Definition
The instrument that gives the most direct, accurate, and stable indication of a specific flight parameter (pitch, bank, power, or yaw) for the maneuver being flown. In the primary/supporting concept of instrument flying, the primary instrument is the one the pilot references to hold a desired value steady, while supporting instruments confirm the trend.
Plain English
For each thing you are trying to hold constant in flight — like altitude, airspeed, or heading — there is one instrument that shows it most directly. That instrument is the one you watch closely to keep the value pinned. Other instruments back it up, but the primary one is the main reference.
Context Anchor
Seen in instrument flying when learning which instrument to rely on most during a specific maneuver, such as a climb, descent, turn, or level-off.
Derivation
Primary' comes from the Latin primus, meaning 'first' or 'chief.' Here it means the first instrument you look to for a given value — the chief reference, not the only one.
Why Pilots Care
Correct identification of the primary instrument for each parameter lets the pilot maintain precise control with less effort and fewer errors when flying solely by reference to instruments.
Intuition Check
Do not assume "primary flight instrument" means one permanently most important instrument.
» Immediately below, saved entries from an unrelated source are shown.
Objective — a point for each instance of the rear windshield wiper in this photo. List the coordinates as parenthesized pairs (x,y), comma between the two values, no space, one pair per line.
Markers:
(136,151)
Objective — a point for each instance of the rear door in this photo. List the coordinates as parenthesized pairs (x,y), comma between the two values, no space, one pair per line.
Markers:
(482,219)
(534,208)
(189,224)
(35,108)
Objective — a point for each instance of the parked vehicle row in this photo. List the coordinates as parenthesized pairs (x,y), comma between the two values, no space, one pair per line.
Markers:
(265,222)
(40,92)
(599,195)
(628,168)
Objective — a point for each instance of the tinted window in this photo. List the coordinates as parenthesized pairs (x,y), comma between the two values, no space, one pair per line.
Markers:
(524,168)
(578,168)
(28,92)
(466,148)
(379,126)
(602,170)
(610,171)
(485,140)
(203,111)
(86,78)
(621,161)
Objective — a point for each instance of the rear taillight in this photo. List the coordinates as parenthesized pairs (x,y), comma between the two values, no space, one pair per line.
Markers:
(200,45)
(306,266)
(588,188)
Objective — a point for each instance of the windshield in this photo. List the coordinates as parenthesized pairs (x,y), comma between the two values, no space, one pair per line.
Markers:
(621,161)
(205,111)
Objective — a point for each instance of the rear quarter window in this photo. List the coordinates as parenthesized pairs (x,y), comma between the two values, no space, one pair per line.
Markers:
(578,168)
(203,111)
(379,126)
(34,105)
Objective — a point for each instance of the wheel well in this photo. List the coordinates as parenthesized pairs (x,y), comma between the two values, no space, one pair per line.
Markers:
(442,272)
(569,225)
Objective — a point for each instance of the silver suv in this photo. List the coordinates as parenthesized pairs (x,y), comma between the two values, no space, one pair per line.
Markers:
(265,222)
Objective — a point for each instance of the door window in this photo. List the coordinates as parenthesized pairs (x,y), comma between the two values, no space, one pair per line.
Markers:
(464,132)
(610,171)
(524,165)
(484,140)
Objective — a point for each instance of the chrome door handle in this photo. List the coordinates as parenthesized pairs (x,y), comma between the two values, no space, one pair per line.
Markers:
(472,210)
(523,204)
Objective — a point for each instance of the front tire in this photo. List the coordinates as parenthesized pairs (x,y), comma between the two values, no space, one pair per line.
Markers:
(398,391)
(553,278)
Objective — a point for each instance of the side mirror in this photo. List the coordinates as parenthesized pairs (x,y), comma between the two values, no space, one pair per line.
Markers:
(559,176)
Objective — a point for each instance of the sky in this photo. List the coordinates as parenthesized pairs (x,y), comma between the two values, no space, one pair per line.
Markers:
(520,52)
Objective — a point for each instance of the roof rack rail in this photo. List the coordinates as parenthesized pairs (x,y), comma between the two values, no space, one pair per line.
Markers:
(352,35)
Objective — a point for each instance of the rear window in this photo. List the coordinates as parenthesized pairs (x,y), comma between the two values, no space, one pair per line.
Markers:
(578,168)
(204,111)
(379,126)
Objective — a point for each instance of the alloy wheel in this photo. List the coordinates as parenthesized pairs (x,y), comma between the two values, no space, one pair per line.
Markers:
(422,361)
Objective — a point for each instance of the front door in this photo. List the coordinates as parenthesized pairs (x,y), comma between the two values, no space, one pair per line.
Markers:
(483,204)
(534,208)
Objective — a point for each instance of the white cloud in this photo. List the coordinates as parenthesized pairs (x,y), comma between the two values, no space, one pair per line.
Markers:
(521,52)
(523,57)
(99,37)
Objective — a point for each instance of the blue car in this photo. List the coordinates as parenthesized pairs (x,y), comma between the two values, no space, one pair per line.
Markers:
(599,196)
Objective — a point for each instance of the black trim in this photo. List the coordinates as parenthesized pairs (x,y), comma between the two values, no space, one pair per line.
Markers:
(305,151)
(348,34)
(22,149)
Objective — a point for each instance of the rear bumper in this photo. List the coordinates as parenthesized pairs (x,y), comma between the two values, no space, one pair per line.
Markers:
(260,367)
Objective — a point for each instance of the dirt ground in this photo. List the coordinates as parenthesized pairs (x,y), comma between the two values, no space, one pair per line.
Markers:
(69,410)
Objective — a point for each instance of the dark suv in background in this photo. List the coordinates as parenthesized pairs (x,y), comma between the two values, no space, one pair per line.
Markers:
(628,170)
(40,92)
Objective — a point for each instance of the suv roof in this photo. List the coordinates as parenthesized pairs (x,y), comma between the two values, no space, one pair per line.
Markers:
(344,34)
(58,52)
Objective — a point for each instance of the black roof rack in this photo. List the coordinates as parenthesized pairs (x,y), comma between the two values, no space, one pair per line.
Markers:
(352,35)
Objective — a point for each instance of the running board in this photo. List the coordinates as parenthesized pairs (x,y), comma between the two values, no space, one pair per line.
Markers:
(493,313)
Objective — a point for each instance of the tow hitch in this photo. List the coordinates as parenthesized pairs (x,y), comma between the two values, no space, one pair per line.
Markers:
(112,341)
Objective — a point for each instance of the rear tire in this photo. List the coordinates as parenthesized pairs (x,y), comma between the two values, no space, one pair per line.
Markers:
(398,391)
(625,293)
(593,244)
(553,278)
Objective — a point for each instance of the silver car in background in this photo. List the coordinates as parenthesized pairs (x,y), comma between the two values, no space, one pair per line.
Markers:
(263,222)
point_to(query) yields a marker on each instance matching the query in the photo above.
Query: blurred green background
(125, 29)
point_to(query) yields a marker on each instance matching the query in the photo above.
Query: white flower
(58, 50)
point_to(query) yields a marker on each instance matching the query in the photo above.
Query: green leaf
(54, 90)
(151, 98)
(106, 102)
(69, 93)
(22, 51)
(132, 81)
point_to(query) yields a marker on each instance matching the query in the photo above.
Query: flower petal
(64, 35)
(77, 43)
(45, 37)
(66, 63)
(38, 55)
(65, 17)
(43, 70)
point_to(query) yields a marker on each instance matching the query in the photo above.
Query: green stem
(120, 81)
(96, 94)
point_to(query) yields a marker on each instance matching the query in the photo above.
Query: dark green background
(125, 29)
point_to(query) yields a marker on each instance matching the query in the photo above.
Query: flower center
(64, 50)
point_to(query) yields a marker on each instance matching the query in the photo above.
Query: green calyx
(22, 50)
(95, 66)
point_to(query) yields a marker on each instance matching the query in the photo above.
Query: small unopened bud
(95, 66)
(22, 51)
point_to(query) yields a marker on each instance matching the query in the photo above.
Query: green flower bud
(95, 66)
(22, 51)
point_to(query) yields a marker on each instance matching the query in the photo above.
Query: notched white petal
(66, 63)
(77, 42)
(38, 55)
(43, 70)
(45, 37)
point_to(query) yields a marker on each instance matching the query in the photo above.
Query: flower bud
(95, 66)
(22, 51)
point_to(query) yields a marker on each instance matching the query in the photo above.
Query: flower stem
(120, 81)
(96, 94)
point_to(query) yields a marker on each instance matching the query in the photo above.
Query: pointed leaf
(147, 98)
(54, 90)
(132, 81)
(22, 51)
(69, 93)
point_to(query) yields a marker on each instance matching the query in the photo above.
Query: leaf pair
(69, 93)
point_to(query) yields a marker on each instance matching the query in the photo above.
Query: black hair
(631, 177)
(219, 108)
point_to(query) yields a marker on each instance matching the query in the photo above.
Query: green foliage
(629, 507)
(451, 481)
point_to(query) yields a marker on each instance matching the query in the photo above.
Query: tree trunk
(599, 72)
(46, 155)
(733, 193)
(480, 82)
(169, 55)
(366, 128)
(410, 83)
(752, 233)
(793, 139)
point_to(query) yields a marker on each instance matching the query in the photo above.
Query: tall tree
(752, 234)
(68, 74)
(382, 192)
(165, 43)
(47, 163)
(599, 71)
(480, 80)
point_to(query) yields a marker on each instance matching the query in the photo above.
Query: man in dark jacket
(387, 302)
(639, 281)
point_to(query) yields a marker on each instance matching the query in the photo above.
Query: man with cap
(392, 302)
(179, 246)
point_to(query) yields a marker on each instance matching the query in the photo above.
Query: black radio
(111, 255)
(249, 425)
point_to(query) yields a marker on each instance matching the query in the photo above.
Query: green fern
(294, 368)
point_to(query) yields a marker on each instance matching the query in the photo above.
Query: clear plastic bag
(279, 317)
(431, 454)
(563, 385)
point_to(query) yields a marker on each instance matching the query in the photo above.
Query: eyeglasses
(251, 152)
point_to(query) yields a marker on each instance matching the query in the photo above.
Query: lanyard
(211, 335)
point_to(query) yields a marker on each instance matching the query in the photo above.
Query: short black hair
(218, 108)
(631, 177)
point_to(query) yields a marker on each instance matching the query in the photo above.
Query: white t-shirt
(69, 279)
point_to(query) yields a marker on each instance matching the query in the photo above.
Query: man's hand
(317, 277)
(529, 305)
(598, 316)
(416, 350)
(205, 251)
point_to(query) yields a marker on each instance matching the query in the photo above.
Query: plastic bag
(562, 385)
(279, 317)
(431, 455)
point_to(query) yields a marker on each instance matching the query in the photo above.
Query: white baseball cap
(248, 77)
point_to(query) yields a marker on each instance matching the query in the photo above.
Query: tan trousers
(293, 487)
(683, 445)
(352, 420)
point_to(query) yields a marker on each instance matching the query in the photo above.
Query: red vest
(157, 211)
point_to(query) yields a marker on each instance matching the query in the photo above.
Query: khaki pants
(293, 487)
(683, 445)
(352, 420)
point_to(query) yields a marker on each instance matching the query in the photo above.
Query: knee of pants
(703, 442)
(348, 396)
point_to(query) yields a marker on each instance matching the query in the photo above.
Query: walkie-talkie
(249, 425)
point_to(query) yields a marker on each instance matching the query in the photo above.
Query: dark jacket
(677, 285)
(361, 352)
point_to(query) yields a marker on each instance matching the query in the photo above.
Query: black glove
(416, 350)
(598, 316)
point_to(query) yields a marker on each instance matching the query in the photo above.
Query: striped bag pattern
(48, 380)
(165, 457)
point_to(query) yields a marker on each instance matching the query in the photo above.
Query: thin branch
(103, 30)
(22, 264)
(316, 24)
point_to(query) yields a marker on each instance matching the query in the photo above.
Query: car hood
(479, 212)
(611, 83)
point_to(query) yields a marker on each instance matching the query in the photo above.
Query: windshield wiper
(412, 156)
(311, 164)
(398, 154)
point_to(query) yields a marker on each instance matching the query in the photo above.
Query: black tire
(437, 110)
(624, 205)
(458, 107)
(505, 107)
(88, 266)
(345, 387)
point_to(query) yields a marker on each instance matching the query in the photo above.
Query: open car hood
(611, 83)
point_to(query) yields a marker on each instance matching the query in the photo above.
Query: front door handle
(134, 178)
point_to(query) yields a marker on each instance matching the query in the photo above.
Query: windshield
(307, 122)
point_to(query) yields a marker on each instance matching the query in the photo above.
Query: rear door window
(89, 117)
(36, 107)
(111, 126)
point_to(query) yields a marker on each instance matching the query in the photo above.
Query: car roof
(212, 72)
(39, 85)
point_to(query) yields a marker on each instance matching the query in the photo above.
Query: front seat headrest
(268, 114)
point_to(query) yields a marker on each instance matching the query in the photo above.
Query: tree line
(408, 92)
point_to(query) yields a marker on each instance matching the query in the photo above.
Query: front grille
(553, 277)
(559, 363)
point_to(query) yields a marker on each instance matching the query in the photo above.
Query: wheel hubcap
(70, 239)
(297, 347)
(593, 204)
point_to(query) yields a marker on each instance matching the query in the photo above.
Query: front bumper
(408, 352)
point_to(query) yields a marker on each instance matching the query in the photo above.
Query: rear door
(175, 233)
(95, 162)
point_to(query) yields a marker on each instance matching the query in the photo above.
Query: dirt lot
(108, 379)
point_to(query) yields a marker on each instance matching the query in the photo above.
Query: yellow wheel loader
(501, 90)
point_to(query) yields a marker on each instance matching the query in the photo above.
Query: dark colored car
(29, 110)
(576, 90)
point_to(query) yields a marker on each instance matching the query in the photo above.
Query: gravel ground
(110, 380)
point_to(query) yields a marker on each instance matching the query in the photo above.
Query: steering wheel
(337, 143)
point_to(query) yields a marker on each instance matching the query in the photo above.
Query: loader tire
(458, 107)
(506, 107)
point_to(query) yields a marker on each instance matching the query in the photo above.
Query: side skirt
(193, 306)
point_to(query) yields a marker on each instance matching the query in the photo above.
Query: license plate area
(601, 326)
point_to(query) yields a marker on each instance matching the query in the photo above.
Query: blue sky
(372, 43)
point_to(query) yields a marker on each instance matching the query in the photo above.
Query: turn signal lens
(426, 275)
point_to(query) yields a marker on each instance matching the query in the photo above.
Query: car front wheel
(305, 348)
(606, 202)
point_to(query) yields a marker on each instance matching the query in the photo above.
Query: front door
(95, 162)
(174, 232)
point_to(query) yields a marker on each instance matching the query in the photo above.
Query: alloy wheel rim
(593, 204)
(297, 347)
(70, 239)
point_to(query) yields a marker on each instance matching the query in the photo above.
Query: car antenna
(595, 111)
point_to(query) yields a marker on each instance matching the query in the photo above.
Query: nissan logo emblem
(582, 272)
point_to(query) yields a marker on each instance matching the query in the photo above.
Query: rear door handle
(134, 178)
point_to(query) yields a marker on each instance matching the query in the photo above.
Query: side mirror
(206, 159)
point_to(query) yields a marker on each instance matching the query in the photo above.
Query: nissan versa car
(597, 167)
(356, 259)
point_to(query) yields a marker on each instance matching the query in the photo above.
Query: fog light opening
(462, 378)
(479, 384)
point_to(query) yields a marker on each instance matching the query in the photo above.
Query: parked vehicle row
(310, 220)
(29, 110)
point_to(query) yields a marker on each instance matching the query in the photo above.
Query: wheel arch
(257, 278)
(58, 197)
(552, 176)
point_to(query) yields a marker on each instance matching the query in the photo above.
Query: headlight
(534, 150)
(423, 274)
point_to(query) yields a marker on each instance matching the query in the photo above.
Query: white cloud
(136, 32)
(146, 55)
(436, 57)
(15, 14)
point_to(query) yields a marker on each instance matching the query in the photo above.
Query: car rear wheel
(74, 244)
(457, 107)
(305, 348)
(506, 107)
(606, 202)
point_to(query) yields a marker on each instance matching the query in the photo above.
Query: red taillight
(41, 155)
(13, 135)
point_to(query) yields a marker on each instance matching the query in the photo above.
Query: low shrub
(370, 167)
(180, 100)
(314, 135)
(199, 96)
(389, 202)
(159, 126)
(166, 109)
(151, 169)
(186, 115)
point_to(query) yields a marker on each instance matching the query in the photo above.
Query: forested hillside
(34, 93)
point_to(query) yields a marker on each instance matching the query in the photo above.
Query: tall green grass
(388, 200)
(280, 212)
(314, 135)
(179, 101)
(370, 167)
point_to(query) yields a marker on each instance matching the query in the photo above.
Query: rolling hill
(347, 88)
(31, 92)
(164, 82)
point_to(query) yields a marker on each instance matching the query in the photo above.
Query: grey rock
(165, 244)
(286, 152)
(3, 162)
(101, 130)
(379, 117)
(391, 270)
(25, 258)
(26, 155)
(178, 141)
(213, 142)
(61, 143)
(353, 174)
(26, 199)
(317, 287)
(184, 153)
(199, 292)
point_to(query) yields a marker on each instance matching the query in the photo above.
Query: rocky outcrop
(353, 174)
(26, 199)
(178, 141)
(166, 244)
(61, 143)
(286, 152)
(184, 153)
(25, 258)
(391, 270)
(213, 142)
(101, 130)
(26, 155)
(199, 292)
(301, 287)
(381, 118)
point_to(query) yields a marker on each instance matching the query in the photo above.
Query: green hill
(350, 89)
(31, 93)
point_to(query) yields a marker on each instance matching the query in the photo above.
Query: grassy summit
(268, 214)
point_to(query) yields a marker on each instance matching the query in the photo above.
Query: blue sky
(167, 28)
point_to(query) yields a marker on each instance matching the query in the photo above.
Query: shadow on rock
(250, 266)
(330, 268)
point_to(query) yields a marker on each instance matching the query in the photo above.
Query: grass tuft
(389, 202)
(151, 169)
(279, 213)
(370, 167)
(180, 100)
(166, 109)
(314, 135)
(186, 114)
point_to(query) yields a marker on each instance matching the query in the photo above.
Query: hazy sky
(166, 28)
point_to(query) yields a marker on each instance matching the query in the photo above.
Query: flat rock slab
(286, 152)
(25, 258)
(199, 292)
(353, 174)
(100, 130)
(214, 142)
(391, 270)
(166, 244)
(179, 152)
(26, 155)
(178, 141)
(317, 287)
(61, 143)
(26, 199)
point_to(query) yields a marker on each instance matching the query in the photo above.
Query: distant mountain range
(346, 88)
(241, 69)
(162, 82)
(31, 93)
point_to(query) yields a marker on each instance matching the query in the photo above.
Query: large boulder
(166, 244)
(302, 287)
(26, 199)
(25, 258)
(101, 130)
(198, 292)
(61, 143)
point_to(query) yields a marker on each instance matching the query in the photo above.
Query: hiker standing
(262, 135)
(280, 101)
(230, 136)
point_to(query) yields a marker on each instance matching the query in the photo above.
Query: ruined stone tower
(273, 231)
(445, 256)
Here it means the instrument that is first for a specific job at a specific moment.
Example Sentence 1
During a constant airspeed climb, the airspeed indicator is the primary flight instrument for pitch, because pitch is adjusted to hold the target airspeed.
Example Sentence 2
The attitude indicator remains the primary flight instrument for both pitch and bank during straight-and-level flight on instruments.